Met dit wijzigingsplan wordt van deze bevoegdheid gebruik gemaakt.
Hoofdstuk 3 Beleidskader
3.1 Rijksbeleid
Structuurvisie Infrastructuur en Ruimte
Op 13 maart 2012 is de Structuurvisie Infrastructuur en Ruimte in werking getreden. Met de Structuurvisie brengt het Rijk de ruimtelijke ordening zo dicht mogelijk bij burgers en bedrijven, laat het meer over aan gemeenten en provincies en komen de burgers en bedrijven centraal te staan. Het Rijk kiest voor een selectieve inzet van rijksbeleid op 13 nationale belangen.

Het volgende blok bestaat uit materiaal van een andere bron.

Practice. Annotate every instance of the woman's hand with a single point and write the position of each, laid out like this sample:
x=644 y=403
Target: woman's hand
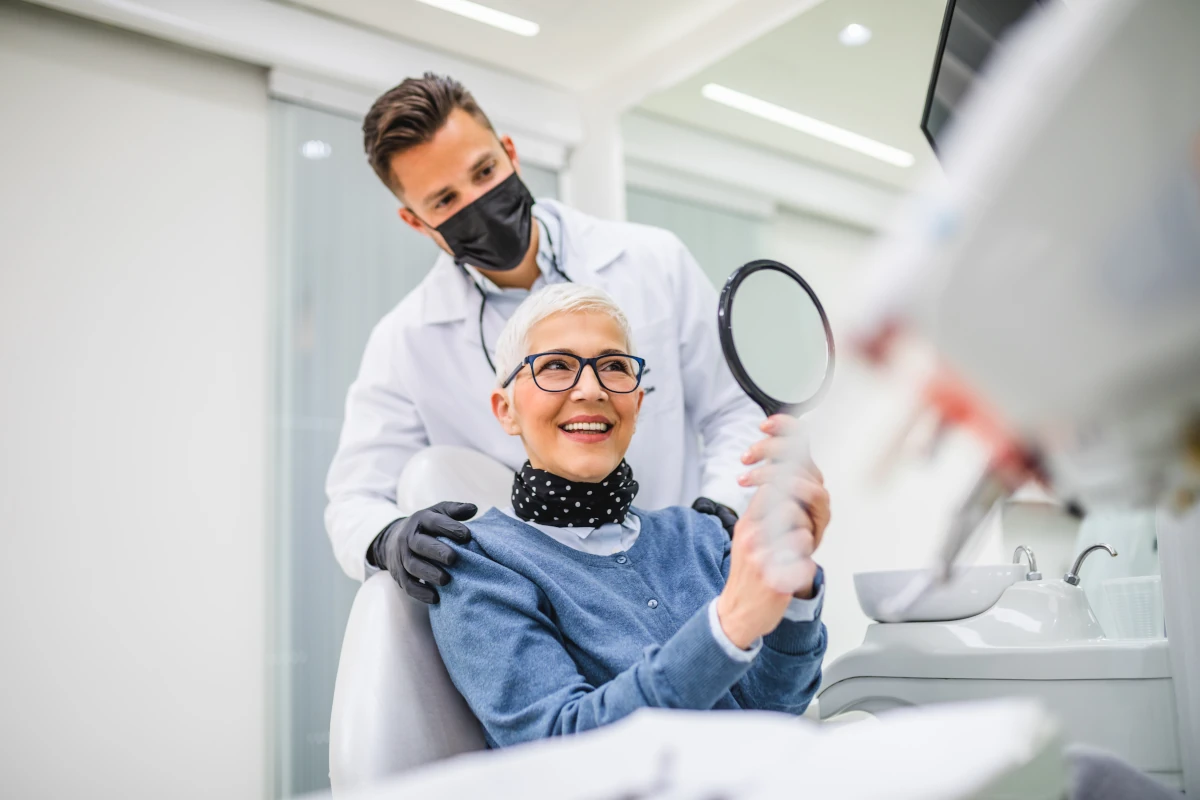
x=749 y=606
x=807 y=485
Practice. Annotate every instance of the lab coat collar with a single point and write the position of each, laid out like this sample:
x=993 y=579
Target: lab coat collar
x=589 y=246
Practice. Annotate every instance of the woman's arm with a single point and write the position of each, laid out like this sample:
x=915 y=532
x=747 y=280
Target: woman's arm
x=507 y=657
x=786 y=674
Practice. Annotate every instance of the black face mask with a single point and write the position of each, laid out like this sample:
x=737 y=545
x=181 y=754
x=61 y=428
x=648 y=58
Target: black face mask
x=492 y=233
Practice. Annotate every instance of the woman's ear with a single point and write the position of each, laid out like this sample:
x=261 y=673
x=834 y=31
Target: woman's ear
x=503 y=410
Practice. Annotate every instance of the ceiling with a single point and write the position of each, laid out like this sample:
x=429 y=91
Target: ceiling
x=876 y=90
x=581 y=43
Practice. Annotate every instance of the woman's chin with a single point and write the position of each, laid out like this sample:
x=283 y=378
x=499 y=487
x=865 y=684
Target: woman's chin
x=587 y=470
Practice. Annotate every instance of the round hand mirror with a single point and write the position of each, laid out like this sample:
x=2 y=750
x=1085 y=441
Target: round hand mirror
x=775 y=337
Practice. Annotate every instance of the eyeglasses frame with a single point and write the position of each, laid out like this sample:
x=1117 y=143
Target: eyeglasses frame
x=583 y=365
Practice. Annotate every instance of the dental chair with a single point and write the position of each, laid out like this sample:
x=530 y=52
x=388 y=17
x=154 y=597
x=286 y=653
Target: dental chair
x=394 y=704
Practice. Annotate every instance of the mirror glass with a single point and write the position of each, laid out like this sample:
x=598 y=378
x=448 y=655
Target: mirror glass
x=779 y=336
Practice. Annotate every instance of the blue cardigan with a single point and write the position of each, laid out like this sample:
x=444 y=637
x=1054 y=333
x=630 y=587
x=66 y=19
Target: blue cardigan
x=543 y=639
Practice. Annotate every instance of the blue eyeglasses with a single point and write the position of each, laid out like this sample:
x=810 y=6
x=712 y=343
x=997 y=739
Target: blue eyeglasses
x=558 y=372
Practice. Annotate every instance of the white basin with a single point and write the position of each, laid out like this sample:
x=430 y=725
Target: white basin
x=972 y=590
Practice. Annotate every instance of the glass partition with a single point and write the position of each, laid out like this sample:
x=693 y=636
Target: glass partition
x=343 y=260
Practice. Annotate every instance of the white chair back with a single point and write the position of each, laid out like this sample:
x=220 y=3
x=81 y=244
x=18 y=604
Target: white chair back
x=394 y=704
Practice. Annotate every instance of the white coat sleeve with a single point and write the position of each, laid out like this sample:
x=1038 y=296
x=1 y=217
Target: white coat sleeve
x=381 y=433
x=725 y=415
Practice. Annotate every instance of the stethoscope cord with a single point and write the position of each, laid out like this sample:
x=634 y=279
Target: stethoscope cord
x=483 y=294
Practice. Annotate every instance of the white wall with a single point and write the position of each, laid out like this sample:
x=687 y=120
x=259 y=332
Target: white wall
x=135 y=367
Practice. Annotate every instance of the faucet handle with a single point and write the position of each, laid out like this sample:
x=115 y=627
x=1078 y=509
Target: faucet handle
x=1032 y=575
x=1072 y=577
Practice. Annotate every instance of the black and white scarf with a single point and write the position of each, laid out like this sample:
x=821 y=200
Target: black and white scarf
x=547 y=499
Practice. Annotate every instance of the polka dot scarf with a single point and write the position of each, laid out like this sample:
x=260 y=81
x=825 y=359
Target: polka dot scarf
x=547 y=499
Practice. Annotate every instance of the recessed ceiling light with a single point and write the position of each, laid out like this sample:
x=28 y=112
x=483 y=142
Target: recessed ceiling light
x=803 y=124
x=853 y=35
x=487 y=16
x=316 y=149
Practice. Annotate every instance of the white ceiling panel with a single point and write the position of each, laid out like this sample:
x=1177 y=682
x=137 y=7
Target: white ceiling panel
x=581 y=42
x=876 y=90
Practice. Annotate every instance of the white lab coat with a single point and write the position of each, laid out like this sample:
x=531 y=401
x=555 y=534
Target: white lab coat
x=424 y=380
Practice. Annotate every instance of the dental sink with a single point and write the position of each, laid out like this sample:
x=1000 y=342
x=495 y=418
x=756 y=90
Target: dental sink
x=999 y=632
x=970 y=591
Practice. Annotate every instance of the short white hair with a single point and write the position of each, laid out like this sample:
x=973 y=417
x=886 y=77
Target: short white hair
x=558 y=299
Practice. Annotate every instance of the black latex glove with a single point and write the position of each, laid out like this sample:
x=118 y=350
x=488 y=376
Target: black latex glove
x=727 y=516
x=411 y=553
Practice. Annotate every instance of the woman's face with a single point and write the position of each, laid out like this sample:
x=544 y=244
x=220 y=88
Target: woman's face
x=541 y=419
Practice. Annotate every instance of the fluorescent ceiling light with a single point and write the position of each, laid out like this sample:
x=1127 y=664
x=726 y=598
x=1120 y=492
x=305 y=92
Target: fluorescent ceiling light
x=487 y=16
x=853 y=35
x=803 y=124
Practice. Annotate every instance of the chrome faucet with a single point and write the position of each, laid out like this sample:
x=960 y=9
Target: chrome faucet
x=1032 y=575
x=1072 y=577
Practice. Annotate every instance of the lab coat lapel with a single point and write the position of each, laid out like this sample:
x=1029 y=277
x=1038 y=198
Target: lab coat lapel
x=589 y=245
x=448 y=293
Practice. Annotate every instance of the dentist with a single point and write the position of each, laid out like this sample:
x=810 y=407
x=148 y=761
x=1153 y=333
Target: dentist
x=429 y=370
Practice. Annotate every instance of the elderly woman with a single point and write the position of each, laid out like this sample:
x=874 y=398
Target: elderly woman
x=573 y=608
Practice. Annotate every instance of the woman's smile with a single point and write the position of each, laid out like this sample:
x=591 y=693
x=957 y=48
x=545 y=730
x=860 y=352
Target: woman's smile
x=587 y=428
x=582 y=431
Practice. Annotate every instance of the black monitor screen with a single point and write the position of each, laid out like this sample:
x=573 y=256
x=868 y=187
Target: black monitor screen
x=970 y=32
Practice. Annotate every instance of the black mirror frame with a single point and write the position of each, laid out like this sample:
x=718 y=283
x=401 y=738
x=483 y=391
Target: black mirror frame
x=725 y=328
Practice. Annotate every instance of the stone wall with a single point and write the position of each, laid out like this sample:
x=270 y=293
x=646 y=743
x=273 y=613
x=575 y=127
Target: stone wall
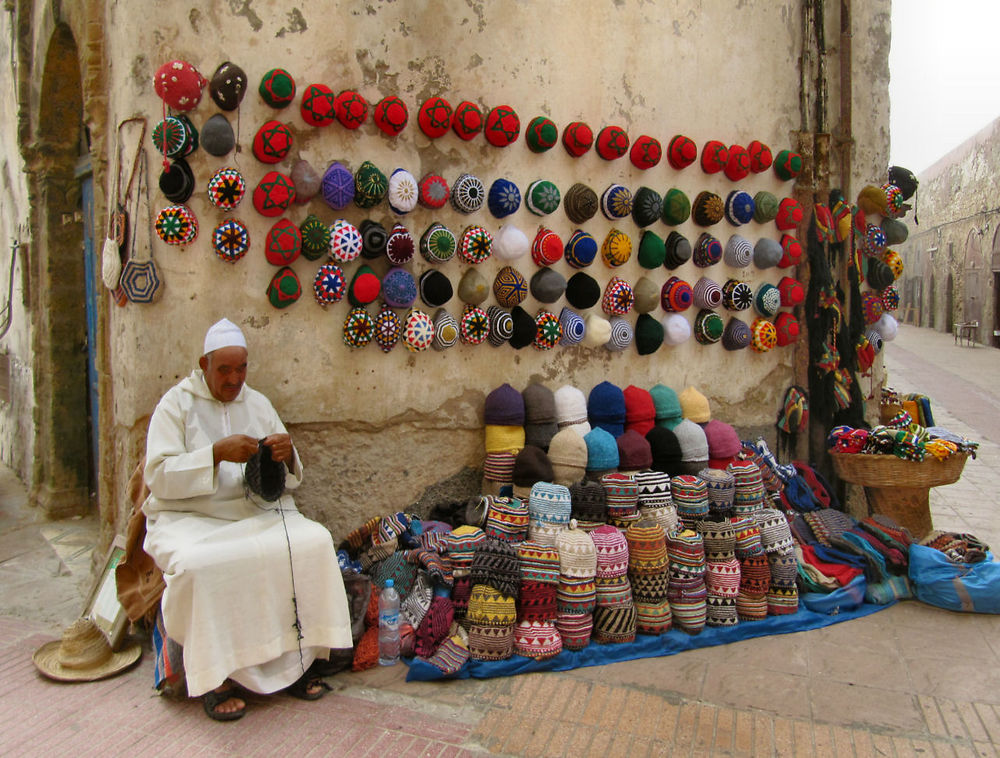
x=377 y=432
x=951 y=257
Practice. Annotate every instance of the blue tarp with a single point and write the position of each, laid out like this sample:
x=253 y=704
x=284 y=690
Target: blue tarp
x=646 y=646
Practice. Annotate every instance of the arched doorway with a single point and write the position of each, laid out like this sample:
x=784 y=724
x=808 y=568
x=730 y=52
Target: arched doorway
x=61 y=481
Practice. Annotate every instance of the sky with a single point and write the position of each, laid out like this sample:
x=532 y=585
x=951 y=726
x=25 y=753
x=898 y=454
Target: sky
x=944 y=85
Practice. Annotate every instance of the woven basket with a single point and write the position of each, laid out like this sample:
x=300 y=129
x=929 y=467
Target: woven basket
x=890 y=471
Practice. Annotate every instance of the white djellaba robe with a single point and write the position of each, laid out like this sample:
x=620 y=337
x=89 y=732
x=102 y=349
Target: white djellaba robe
x=224 y=555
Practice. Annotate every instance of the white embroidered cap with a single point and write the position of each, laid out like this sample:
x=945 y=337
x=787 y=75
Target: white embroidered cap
x=223 y=333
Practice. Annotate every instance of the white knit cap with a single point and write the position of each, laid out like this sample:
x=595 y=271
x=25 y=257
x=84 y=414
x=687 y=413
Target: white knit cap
x=223 y=333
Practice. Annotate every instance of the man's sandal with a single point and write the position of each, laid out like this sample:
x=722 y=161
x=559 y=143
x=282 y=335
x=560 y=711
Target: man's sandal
x=304 y=688
x=212 y=700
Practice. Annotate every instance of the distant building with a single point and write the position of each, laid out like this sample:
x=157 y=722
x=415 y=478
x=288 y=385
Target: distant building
x=952 y=258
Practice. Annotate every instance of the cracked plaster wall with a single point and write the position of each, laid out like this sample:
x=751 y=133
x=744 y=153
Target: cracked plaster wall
x=376 y=431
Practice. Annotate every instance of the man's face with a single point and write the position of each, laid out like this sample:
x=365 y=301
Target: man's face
x=225 y=371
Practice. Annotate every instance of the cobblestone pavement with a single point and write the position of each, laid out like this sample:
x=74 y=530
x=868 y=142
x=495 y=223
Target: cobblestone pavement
x=910 y=680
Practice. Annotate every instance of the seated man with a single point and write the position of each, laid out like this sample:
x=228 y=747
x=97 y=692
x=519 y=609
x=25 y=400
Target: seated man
x=253 y=589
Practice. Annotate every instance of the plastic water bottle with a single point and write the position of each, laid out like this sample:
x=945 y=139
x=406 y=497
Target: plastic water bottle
x=388 y=625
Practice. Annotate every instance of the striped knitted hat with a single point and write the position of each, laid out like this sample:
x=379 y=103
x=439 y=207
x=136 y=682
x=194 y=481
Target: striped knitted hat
x=577 y=554
x=537 y=639
x=575 y=629
x=612 y=552
x=614 y=624
x=538 y=562
x=577 y=596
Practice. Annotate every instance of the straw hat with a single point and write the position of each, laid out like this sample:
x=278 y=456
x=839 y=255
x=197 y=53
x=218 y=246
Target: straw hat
x=83 y=655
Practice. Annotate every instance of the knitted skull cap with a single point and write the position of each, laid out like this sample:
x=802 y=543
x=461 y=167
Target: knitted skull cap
x=789 y=214
x=739 y=208
x=541 y=134
x=577 y=138
x=760 y=156
x=787 y=165
x=723 y=441
x=501 y=325
x=676 y=329
x=318 y=107
x=694 y=406
x=707 y=209
x=345 y=241
x=634 y=453
x=472 y=288
x=283 y=243
x=787 y=328
x=433 y=191
x=468 y=194
x=525 y=328
x=217 y=136
x=365 y=286
x=475 y=245
x=272 y=142
x=274 y=193
x=767 y=253
x=580 y=203
x=708 y=327
x=640 y=411
x=648 y=334
x=390 y=115
x=678 y=250
x=370 y=185
x=597 y=331
x=676 y=207
x=714 y=157
x=665 y=448
x=616 y=202
x=502 y=126
x=616 y=249
x=602 y=450
x=504 y=198
x=681 y=152
x=547 y=285
x=763 y=336
x=546 y=248
x=571 y=409
x=434 y=117
x=337 y=186
x=736 y=335
x=573 y=327
x=467 y=120
x=765 y=207
x=647 y=205
x=510 y=287
x=402 y=191
x=646 y=152
x=510 y=243
x=738 y=165
x=606 y=403
x=435 y=288
x=647 y=295
x=577 y=554
x=227 y=86
x=792 y=292
x=399 y=288
x=612 y=143
x=568 y=455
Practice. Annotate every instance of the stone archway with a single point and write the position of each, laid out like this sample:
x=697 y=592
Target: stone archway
x=60 y=481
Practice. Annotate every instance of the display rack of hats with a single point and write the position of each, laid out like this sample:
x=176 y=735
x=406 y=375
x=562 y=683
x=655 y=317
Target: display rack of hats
x=729 y=271
x=630 y=512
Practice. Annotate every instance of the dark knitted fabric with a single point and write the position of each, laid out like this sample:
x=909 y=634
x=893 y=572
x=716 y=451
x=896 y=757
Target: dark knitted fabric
x=495 y=564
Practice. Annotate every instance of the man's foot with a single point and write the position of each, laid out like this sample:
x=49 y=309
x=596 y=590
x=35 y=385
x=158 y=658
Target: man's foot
x=222 y=704
x=308 y=687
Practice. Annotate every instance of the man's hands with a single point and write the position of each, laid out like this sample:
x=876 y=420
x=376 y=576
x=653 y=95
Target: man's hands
x=239 y=447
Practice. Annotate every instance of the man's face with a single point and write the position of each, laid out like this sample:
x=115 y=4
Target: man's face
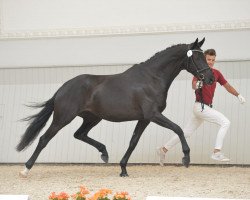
x=210 y=60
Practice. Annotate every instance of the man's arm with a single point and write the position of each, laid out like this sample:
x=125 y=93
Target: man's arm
x=230 y=89
x=196 y=84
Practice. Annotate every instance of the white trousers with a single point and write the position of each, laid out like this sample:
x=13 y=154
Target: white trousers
x=208 y=114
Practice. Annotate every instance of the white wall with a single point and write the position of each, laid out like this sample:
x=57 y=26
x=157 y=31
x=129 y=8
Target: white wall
x=44 y=43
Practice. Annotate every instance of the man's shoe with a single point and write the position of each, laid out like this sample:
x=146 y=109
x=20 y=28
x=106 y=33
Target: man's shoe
x=220 y=157
x=161 y=155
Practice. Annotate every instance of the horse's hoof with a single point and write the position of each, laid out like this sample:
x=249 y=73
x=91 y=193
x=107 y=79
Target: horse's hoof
x=123 y=174
x=186 y=161
x=23 y=175
x=105 y=158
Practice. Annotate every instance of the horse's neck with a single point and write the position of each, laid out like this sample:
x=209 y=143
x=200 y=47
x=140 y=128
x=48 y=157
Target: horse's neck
x=167 y=71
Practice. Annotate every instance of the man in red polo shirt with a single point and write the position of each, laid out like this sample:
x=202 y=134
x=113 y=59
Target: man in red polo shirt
x=203 y=111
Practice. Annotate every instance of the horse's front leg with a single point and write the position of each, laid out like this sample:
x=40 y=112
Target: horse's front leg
x=140 y=127
x=165 y=122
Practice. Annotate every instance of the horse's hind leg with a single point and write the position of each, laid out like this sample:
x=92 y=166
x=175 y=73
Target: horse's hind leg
x=140 y=127
x=43 y=141
x=82 y=134
x=165 y=122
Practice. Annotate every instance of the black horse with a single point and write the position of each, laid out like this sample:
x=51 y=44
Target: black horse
x=138 y=93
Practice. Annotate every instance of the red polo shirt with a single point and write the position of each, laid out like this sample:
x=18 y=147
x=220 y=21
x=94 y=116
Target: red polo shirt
x=208 y=90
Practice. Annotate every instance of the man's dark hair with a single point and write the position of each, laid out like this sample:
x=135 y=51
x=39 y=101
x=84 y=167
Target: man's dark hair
x=210 y=52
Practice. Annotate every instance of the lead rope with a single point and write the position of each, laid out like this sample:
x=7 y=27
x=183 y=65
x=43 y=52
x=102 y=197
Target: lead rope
x=201 y=96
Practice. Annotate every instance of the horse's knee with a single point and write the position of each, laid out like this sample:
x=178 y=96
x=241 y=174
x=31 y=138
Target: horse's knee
x=78 y=136
x=177 y=129
x=42 y=142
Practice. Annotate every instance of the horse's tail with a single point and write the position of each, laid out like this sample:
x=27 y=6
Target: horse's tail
x=37 y=122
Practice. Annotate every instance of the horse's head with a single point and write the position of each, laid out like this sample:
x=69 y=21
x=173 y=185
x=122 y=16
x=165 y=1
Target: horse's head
x=197 y=64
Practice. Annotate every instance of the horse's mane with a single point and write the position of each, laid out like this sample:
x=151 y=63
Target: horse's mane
x=161 y=53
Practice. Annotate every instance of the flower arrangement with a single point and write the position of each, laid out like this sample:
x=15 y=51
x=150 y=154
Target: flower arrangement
x=102 y=194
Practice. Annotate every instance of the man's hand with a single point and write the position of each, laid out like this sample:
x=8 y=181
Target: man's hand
x=199 y=84
x=241 y=99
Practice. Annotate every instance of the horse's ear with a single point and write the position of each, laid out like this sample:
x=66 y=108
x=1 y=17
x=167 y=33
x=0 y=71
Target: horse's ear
x=201 y=42
x=193 y=45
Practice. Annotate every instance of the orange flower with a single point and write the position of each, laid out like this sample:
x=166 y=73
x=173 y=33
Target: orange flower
x=52 y=196
x=82 y=194
x=61 y=196
x=102 y=194
x=121 y=196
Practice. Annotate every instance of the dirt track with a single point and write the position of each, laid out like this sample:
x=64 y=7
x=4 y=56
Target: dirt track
x=144 y=180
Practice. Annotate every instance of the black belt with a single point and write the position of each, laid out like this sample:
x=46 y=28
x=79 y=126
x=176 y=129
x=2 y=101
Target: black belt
x=210 y=105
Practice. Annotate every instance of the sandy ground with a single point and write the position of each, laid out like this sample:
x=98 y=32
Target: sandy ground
x=144 y=180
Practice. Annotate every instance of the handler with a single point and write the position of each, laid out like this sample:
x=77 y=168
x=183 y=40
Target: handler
x=204 y=111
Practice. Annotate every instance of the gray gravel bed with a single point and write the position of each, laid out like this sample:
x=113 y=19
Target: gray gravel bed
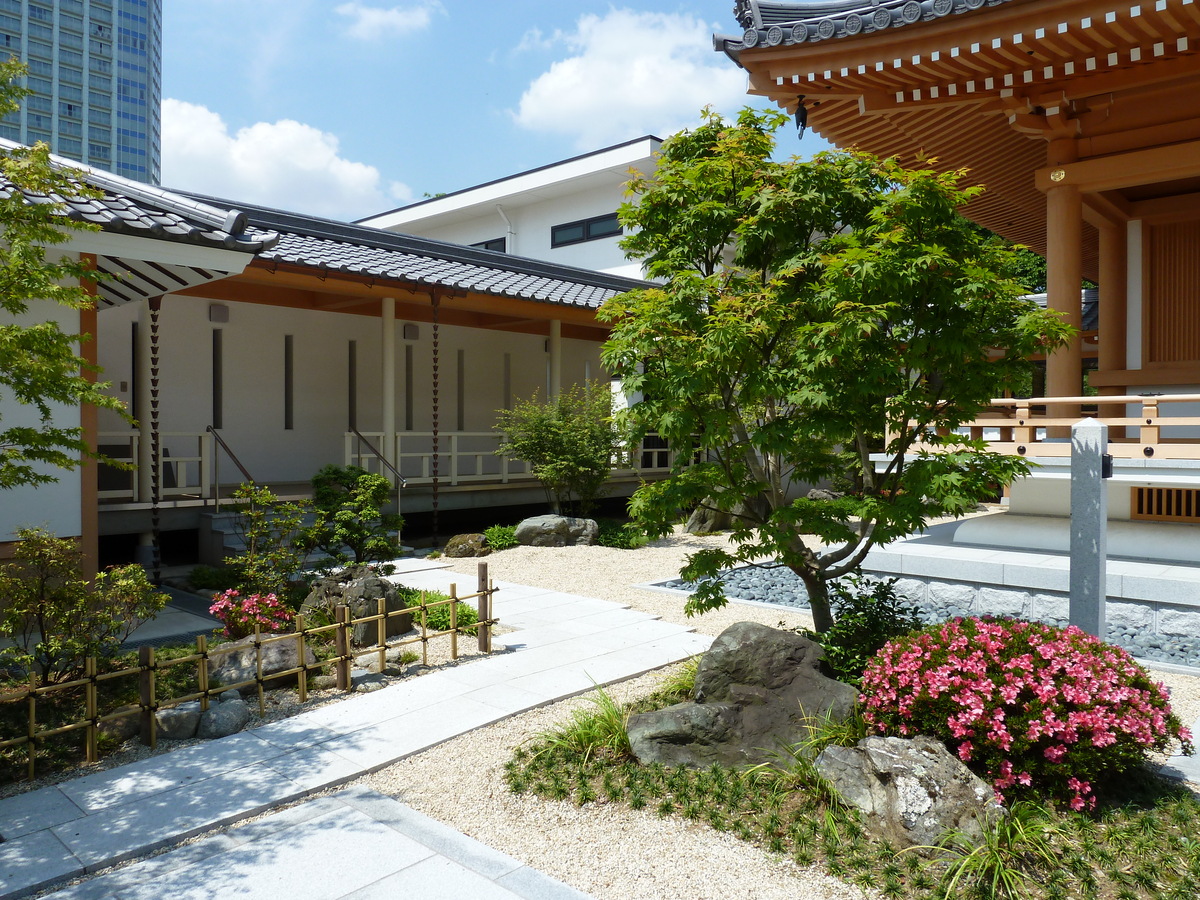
x=781 y=587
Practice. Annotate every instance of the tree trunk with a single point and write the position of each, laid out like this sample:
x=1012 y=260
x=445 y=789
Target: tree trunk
x=819 y=598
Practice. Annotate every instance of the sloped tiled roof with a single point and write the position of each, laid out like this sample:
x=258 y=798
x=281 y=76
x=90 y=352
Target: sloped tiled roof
x=143 y=210
x=331 y=246
x=771 y=23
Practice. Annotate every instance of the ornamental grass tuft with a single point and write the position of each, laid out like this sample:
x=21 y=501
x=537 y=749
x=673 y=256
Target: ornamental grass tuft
x=1038 y=709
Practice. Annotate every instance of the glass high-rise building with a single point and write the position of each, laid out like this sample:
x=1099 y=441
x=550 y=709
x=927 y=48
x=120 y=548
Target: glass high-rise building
x=95 y=71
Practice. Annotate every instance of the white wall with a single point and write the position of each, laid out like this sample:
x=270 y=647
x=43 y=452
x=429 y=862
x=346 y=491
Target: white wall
x=532 y=225
x=54 y=507
x=253 y=378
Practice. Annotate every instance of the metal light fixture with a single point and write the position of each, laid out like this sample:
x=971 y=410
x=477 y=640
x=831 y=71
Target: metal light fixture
x=802 y=118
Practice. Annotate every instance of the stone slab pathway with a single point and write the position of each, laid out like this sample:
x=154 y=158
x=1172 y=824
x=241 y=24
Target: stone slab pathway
x=564 y=645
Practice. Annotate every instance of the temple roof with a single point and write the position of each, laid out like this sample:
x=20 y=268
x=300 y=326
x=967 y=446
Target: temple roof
x=771 y=23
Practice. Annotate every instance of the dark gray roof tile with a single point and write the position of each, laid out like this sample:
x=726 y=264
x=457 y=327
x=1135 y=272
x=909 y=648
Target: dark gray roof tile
x=133 y=208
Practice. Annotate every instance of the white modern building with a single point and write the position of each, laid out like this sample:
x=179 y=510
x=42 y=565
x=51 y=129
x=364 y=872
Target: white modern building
x=95 y=81
x=259 y=345
x=564 y=213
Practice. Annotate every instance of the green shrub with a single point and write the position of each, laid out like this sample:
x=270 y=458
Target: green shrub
x=270 y=531
x=868 y=615
x=501 y=538
x=569 y=442
x=1035 y=708
x=437 y=618
x=622 y=535
x=55 y=619
x=349 y=504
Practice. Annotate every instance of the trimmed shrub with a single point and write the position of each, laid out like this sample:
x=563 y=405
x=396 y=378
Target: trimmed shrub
x=1032 y=707
x=438 y=617
x=869 y=613
x=501 y=537
x=622 y=535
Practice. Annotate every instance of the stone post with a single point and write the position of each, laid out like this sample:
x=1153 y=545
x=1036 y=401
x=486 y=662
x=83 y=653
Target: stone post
x=1089 y=525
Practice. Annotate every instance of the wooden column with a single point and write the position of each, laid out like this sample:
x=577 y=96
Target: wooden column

Buiten deze 13 belangen hebben decentrale overheden beleidsvrijheid:
- 1. een excellent en internationaal bereikbaar vestigingsklimaat in de stedelijke regio's met een concentratie van topsectoren;
- 2. ruimte voor het hoofdnetwerk voor (duurzame) energievoorziening en de energietransitie;
- 3. ruimte voor het hoofdnetwerk voor vervoer van (gevaarlijke) stoffen via buisleidingen;
- 4. efficiënt gebruik van de ondergrond;
- 5. een robuust hoofdnetwerk van weg, spoor en vaarwegen rondom en tussen de belangrijkste stedelijke regio's inclusief de achterlandverbindingen;
- 6. betere benutting van de capaciteit van het bestaande mobiliteitssysteem van weg, spoor en vaarwegen;
- 7. het instandhouden van de hoofdnetwerken van weg, spoor en vaarwegen om het functioneren van de netwerken te waarborgen;
- 8. verbeteren van de milieukwaliteit (lucht, bodem, water) en bescherming tegen geluidsoverlast en externe veiligheidsrisico's;
- 9. ruimte voor waterveiligheid, een duurzame zoetwatervoorziening en klimaatbestendige stedelijke (her)ontwikkeling;
- 10. ruimte voor behoud en versterking van (inter)nationale unieke cultuurhistorische en natuurlijke kwaliteiten;
- 11. ruimte voor een nationaal netwerk van natuur voor het overleven en ontwikkelen van flora- en faunasoorten;
- 12. ruimte voor militaire terreinen en activiteiten;
- 13. zorgvuldige afwegingen en transparante besluitvorming bij alle ruimtelijke plannen.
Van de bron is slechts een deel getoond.